Akquise als Dienstleisterin oder Experte ist extrem persönlich

„Mein Angebot ist nicht außergewöhnlich genug.“
„Das können die sich eh nicht leisten.“
„Akquise ist Klinkenputzen.“

Vielleicht denkst Du selbst manchmal genau solche Sätze. Sie dienen Dir als Schutz vor Ablehnung und Fehlschlägen. Viel öfter halten sie Dich in der Akquise aber einfach nur davon ab, ganz unvoreingenommen etwas Neues auszuprobieren oder ein direktes Gespräch zu führen. 

Wenn Du angestellt im Vertrieb eines Unternehmens arbeitest und akquirierst, hast Du eine gewisse Distanz zu Deinem Produkt. Rückschläge treffen Dich nicht so direkt. Als selbständige Dienstleisterin oder als Experte bist Du das Produkt bzw. das Angebot. Akquise ist für Dich eine sehr persönliche Sache. Eine Absage ist auch ein wenig eine Absage an Dich. Erschwerend kommt für viele hinzu, dass Akquise und Marketing nicht die eigentliche Profession ist, sondern nur das Mittel um diese zu verkaufen. Vor dem Schmerz der Ablehnung will uns unser Verstand bewahren und er hat kraftvolle Mittel – unsere Glaubenssätze.
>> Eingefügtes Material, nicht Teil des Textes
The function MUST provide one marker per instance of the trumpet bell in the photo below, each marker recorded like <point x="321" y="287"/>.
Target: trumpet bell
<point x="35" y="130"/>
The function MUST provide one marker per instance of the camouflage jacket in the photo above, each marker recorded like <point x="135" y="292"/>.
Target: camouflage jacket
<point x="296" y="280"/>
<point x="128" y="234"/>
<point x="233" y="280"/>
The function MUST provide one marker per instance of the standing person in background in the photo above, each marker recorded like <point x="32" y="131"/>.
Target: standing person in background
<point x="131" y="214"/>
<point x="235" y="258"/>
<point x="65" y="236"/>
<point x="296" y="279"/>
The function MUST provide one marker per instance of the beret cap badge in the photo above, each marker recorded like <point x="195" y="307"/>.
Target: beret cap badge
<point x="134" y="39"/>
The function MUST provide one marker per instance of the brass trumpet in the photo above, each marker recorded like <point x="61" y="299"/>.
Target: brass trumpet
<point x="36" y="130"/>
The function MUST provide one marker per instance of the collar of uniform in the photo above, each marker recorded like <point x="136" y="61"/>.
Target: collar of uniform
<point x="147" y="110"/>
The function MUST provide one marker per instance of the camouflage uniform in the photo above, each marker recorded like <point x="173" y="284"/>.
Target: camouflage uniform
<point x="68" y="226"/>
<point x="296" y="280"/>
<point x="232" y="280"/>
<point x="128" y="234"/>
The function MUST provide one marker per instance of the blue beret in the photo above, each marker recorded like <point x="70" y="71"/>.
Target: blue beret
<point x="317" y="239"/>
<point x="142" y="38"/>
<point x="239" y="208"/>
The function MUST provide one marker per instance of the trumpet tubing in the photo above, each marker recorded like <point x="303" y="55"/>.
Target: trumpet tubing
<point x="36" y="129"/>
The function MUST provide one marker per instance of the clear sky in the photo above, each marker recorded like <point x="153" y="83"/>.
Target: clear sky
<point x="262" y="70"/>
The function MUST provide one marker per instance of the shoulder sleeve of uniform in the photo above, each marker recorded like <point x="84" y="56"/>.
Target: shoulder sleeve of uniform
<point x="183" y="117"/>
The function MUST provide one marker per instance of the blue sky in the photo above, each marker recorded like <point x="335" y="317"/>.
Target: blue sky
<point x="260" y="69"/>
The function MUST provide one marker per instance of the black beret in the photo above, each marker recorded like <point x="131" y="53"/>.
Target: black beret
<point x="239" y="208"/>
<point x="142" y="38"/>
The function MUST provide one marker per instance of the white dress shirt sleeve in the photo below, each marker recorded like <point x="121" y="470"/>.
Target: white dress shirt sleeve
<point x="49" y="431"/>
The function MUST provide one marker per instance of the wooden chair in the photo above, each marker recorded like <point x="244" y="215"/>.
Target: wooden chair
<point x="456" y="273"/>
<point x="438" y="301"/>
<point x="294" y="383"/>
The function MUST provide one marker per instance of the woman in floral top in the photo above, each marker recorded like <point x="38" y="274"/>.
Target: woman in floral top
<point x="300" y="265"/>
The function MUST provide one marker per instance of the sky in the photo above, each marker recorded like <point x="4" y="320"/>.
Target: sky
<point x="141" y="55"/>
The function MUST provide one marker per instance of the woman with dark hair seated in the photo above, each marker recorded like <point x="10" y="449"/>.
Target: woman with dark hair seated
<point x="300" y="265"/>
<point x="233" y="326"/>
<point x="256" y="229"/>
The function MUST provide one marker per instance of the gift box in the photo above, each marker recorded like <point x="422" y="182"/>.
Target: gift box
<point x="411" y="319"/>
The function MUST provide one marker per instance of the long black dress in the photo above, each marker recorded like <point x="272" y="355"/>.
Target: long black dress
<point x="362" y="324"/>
Ansichten, Meinungen und Glaubenssätze haben wir als Kinder blind und ungefiltert übernommen und hinterfragen viele davon bis heute nicht. Aus einem „Halte Dich jetzt mal zurück!“ in Deiner Kindheit wird dann in der Akquise der Glaube, dass Akquise aufdringlich und Klinkenputzen (allein das Wort…) nicht okay ist oder dass Du Deine Leistungen nicht anbieten magst.

So entstehen für uns „Wahrheiten“, die sich nur deshalb bewahrheiten, weil wir unsere Aufmerksamkeit genau darauf fokussieren und andere Möglichkeiten rechts und links des Weges gar nicht erst in Betracht ziehen.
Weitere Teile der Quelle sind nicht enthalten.